Diagnosis is determined by an absolute increase in red blood cells and in the total blood volume, although it is not unusual to also have increases in white blood cells and platelets. A bone marrow examination may be done. However, it is not functional in determining a definitive diagnosis.

Laboratory studies confirm the diagnosis by showing increased RBC mass and normal arterial oxygen saturation in association with splenomegaly (spleen enlargement) or two of the following: thrombocytosis, leukocytosis, elevated leukocyte alkaline phosphatase level, or elevated serum vitamin B12 or unbound B12-binding capacity.
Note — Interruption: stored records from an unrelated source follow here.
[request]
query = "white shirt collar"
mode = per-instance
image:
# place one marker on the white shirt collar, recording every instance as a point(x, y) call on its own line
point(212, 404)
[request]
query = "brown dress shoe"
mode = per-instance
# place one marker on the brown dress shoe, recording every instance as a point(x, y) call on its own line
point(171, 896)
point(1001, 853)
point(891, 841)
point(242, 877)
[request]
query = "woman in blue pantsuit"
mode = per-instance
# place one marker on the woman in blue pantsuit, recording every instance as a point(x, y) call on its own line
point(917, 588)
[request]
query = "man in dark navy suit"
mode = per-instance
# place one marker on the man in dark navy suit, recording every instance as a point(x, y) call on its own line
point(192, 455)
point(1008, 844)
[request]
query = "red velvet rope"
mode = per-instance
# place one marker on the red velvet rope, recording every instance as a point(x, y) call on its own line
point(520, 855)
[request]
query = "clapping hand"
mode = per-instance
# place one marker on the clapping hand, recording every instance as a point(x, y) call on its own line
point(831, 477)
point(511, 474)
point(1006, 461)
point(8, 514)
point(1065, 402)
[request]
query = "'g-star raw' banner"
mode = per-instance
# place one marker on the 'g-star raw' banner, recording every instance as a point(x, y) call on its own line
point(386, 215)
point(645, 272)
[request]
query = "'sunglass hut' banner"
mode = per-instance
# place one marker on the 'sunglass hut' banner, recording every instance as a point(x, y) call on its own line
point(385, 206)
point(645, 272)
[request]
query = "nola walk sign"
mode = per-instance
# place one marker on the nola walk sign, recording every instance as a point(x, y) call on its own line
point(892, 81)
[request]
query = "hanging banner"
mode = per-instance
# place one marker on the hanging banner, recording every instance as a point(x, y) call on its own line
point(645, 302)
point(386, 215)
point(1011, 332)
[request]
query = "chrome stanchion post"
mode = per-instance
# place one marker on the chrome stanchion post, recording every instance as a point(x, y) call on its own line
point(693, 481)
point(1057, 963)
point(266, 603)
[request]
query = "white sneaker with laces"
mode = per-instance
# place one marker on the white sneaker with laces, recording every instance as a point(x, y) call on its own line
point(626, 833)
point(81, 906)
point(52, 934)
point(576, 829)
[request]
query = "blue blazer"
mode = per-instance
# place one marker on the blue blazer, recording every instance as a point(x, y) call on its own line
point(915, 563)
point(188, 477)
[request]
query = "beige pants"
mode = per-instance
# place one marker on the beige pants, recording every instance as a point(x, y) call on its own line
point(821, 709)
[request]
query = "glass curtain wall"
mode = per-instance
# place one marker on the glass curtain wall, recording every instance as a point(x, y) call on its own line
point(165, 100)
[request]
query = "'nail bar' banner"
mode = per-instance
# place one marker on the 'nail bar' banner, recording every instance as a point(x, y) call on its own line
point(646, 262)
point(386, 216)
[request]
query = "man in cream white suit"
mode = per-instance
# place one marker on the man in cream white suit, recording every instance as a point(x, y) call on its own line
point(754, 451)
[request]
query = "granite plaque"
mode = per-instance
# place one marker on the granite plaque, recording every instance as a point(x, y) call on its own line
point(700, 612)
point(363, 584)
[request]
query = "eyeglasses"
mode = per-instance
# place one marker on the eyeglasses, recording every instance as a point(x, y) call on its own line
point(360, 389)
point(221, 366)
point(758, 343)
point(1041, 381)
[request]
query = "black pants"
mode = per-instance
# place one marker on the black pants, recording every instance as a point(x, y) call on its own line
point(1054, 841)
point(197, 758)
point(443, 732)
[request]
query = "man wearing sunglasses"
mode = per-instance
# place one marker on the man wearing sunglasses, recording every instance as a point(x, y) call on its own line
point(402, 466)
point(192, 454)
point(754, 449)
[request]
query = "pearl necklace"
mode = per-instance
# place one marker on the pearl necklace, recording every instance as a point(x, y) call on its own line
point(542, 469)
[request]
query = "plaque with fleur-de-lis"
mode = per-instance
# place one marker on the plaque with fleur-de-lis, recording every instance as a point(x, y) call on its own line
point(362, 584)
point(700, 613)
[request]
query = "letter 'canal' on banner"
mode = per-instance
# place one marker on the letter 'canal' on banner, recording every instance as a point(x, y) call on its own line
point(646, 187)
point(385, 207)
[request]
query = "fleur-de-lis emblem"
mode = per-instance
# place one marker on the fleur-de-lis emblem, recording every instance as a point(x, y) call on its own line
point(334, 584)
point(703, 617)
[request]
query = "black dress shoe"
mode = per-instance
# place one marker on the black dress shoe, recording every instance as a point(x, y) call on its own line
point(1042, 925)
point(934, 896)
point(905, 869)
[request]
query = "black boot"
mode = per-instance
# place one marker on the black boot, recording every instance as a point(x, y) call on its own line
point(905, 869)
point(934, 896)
Other studies may reveal increased serum uric acid, increased blood histamine, decreased serum iron concentration, and decreased or absent urinary erythropoietin. Bone marrow biopsy reveals panmyelosis.

Treatment

The treatment of choice is phlebotomy, aimed at reducing erythrocytosis and blood volume, controlling symptoms, and preventing thrombosis. Phlebotomy is a procedure in which a vein is opened and blood is removed. (Phlebotomy is just the modern term used for the ancient art of ‘blood-letting’).

Typically, 350-500 ml of blood may be removed every other day until the patient’s hematocrit falls to the low-normal range. After that, phlebotomy may be done every three or four months. After repeated phlebotomies, the patient develops iron deficiency, which stabilizes RBC production and reduces the need for this treatment.

Phlebotomy does not reduce white blood cell (WBC) or platelet counts and will not control the hyperuricemia (excessive uric acid) associated with marrow cell proliferation.

Radioactive phosphorus is sometimes given orally or intravenously to suppress the over-production of erythrocytes. Unfortunately, a side effect of this can be the general suppression of all blood cells (hematopoiesis), resulting in anemia, leukopenia, or thrombocytopenia. Radioactive phosphorus is not given at frequent intervals and as many as eighteen months may elapse between treatments. Myelosuppressive drugs (marrow suppressants) are also used, but their effects can be more unpleasant than the disease.

Prognosis depends on age at diagnosis, treatment used, and complications. Mortality is high if it is untreated or is associated with leukemia or myeloid metaplasia. Without proper intervention, half of all individuals with polycythemia vera die within eighteen months of the onset of initial symptoms. The major cause of death results from thrombosis or hemorrhage. Although polycythemia vera is a chronic disorder, appropriate therapy can result in remission and prevention of early death.